- Education: Macalester College (BA); University of Iowa (MA, PhD);
- Occupations: Historian and author
- Writing career
- Genre: Disability studies

= Kim E. Nielsen =

American academic historian and author who specializes in disability studies

Kim E. Nielsen is an American historian and author who specializes in disability studies. Since 2012, Nielsen has been a professor of history, disability studies, and women's studies at the University of Toledo. Nielsen originally trained as historian of women and politics, and came to disability history and studies via her discovery of Helen Keller's political life.

==Early life and education==
Nielsen grew up largely in Northern Minnesota. She earned a BA from Macalester College in 1988, and from the University of Iowa an MA in 1991 and a PhD in 1996. At Macalester she was mentored by Peter Rachleff, and her thesis advisor at Iowa was Linda Kerber.

==Career==
For fourteen years, until 2012, she was a professor of Democracy and Justice Studies at the University of Wisconsin–Green Bay. Nielsen has written biographies of Helen Keller and Anne Sullivan Macy, and participated as an on-screen expert in the American Masters episode, "Becoming Helen Keller" (2021).

She was the founding president of the Disability History Association, and her book A Disability History of the United States (2012) was described as "the first broad survey of its topic and the first work to lay out a complete periodization of American disability history".

Filmmaker John Gianvito called The Radical Lives of Helen Keller "the best of the biographies" in a 2020 interview. A 2021 essay in The New York Times calls The Radical Lives of Helen Keller "a revelation". In "Disability History, Power, and Rethinking the Idea of 'The Other (2005), historian Catherine Kudlick notes that "Unlike earlier biographers, Nielsen places Keller's life in the context of major trends in American history ... to understand her and her disability as rich and complex rather than as a feel-good caricature of one inspirational person."

==Awards and honors==
Nielsen has received honors from the Organization of American Historians (OAH) and the Southern Association for Women Historians (SAWH).
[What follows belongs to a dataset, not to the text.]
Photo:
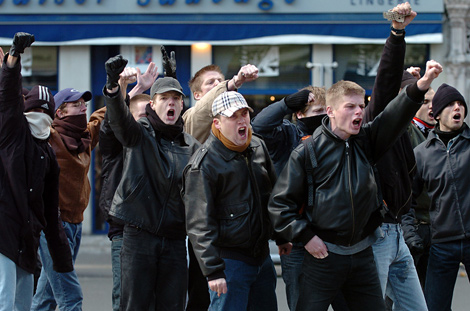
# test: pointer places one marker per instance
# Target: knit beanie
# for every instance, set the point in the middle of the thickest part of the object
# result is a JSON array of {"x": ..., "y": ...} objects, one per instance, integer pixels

The SAWH awarded her the 2007 Elizabeth Taylor Prize for the best article in southern women's history. In 1998, she was a Fulbright Scholar in Iceland, and in 2005 held an OAH Lectureship in Japan.

She is the winner of the 2021 Rosen Prize of the American Association for the History of Medicine for The Oxford Handbook of Disability History, co-edited with Michael Rembis and Catherine J. Kudlick. The book also won the 2019 Disability History Association Book Award.

==Published works==
- Nielsen, Kim E. (2001). "Un-American womanhood : antiradicalism, antifeminism, and the first Red Scare"
- Nielsen, Kim E. (2004). "The radical lives of Helen Keller"
- Nielsen, Kim E. (2005). "Helen Keller : selected writings"
- Nielsen, Kim E. (2009). "Beyond the miracle worker : the remarkable life of Anne Sullivan Macy and her extraordinary friendship with Helen Keller"
- Nielsen, Kim E. (2012). "A disability history of the United States"
- Rembis, Michael (2018). "The Oxford handbook of disability history"
- Nielsen, Kim E. (2020). "Money, Marriage, and Madness: The Life of Anna Ott"
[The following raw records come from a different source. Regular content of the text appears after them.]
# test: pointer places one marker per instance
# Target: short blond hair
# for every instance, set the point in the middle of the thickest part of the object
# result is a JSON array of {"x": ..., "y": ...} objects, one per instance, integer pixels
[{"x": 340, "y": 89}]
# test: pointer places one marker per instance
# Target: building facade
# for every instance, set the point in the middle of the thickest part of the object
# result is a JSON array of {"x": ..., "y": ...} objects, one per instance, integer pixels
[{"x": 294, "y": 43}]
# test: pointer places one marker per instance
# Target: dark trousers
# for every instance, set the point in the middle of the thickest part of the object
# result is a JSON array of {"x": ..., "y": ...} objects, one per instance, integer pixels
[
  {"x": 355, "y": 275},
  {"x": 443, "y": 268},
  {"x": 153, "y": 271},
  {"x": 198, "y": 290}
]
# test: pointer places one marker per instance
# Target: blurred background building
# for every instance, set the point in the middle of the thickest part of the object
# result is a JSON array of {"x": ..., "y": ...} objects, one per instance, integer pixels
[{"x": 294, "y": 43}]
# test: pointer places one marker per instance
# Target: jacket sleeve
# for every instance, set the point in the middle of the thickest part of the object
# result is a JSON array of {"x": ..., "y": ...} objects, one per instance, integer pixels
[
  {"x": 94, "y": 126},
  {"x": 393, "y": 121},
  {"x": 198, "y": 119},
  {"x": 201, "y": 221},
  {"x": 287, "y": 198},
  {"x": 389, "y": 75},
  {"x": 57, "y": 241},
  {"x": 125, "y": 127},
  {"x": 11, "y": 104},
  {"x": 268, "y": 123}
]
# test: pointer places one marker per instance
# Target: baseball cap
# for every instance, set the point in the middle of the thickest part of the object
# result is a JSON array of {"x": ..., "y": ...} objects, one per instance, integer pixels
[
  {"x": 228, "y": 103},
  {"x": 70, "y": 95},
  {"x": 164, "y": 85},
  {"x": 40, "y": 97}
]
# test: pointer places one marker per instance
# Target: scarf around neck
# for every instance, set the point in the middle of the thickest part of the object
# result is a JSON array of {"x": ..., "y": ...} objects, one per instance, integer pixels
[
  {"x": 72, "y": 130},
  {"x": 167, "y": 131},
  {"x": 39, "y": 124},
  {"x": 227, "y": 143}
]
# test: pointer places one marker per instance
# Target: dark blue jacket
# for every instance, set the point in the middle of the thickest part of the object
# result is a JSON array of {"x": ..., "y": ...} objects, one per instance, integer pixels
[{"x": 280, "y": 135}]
With Michael Rembis, Nielsen co-edits Disability Histories, a book series published by the University of Illinois Press. The series explores the lived experiences of individuals and groups from a broad range of societies, cultures, time periods, and geographic locations, who either identified as disabled or were considered by the dominant culture to be disabled.

From 2015 to 2018 she coedited the Disability Studies Quarterly with Allyson Day.